According to RUBAA, the number of business jet flights decreased from more than 50,000 in 2014 to 43,878 the following year and 41,415 in 2016. The number of travelers on those flights also dropped, from more than 160,000 down to 141,000 in 2015 and nearly 130,000 in 2016. In the first four months of this year, nearly 10,000 flights with 38,603 travelers on them were recorded.

Kuleshov explained that, basically, the statistics gathered cover activities of dedicated business jets and VIP bizliners, but not government flights by Rossiya and other operators serving Russian state officials. This is despite the fact that they do use FBO services across the country.

Comparing flight numbers on a year-to-year basis with “the pre-crisis 2014” serving as the line of reference, RUBAA acknowledged the continuing downward trend: -13 percent in 2015; -18 percent, 2016 versus 2014; and -12 percent when comparing the first four months of 2014 to the same period this year. The respective figures for travelers are -13 percent, -19 percent and -23 percent. Notably, the number of passengers is reducing faster than flight counts. However, RUBAA believes that the number of flights is a better indicator of the industry’s condition.

An analysis of international business jet traffic in and out of Russia is based on the following figures: 27,399 flights in 2014; 22,906 in 2015; 20,014 in 2016 and 6,492 in the first four months of this year. In relative terms, the decrease to the 2014 level was -17 percent, -27 percent and -25 percent, respectively. The only glimmer of hope here is that the absolute figures for the first four months of the current year are a bit higher than those of a year ago.

Domestic traffic has been shrinking at lower rates, with 12,366; 11,142; and 10,842 flights in 2014, 2015 and 2016, respectively, whereas the first four months of 2017 saw 3,165 flights. In relative terms, the drop measured to 2014 levels was -10 percent in 2015, -12 percent in 2016 and -15 percent in the first third of this year.

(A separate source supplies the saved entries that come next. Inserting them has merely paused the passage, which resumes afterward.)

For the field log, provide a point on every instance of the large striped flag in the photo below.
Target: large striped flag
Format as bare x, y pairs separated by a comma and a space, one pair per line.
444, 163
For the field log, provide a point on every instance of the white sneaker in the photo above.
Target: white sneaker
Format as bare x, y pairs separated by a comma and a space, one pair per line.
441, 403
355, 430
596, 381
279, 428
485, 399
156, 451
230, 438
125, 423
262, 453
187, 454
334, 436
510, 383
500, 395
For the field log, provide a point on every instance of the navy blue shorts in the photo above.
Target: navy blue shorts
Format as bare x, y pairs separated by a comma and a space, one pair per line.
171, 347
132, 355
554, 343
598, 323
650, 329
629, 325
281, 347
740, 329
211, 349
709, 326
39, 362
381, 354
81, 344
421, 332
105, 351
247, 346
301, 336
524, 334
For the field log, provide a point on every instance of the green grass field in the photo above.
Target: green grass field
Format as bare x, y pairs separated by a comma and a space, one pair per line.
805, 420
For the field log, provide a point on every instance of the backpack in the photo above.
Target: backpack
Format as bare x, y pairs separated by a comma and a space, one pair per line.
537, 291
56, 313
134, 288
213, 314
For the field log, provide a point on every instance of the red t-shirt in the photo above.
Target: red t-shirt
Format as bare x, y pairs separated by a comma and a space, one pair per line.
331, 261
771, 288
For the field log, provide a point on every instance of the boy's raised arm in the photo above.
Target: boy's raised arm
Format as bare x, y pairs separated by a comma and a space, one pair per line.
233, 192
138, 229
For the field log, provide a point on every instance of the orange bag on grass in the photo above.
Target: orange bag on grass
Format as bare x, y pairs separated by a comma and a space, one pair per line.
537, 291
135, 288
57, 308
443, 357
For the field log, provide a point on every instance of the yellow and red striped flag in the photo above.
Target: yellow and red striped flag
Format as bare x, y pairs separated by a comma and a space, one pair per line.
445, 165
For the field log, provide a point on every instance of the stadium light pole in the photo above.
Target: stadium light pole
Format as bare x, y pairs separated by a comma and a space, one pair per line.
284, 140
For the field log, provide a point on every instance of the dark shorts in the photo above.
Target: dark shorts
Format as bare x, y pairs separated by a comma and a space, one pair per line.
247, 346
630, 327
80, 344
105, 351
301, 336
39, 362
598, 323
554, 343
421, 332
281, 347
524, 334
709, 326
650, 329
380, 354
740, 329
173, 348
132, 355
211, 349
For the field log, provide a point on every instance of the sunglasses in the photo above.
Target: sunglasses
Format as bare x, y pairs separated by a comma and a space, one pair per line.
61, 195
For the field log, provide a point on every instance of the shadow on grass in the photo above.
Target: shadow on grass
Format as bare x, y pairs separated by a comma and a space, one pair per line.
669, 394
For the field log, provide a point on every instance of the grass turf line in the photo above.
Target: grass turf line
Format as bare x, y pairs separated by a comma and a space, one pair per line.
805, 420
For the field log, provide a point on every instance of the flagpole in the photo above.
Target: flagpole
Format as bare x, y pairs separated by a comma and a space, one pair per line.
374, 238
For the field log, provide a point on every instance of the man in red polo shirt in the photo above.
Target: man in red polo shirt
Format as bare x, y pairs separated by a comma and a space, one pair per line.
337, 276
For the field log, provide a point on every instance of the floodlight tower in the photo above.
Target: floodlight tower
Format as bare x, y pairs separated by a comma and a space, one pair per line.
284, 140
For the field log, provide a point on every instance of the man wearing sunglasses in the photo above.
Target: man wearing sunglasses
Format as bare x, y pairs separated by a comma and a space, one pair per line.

RUBAA also noted that the 2014 Sochi Olympic Games brought an uptick in domestic flights, further bolstered by technical ferries since Sochi Airport could only be used to drop off passengers, and business aircraft had to be parked at other airports.

An important and continuing trend in Russian business aviation traffic has been a steadily decreasing share of foreign operators. The drop in their traffic is estimated at -19 percent, -31 percent and -32 percent over 2015, 2016 and the first four months of 2017, respectively.

Meanwhile, local air companies have been making more flights, with their flights up 8 percent, 24 percent and 30 percent over that same span. Their share of Russia’s business aviation traffic has been growing, from 20 percent in 2014 to 36 percent in early 2017. In absolute terms, since 2014 the number of flights performed by local jet operators rose by 30 percent.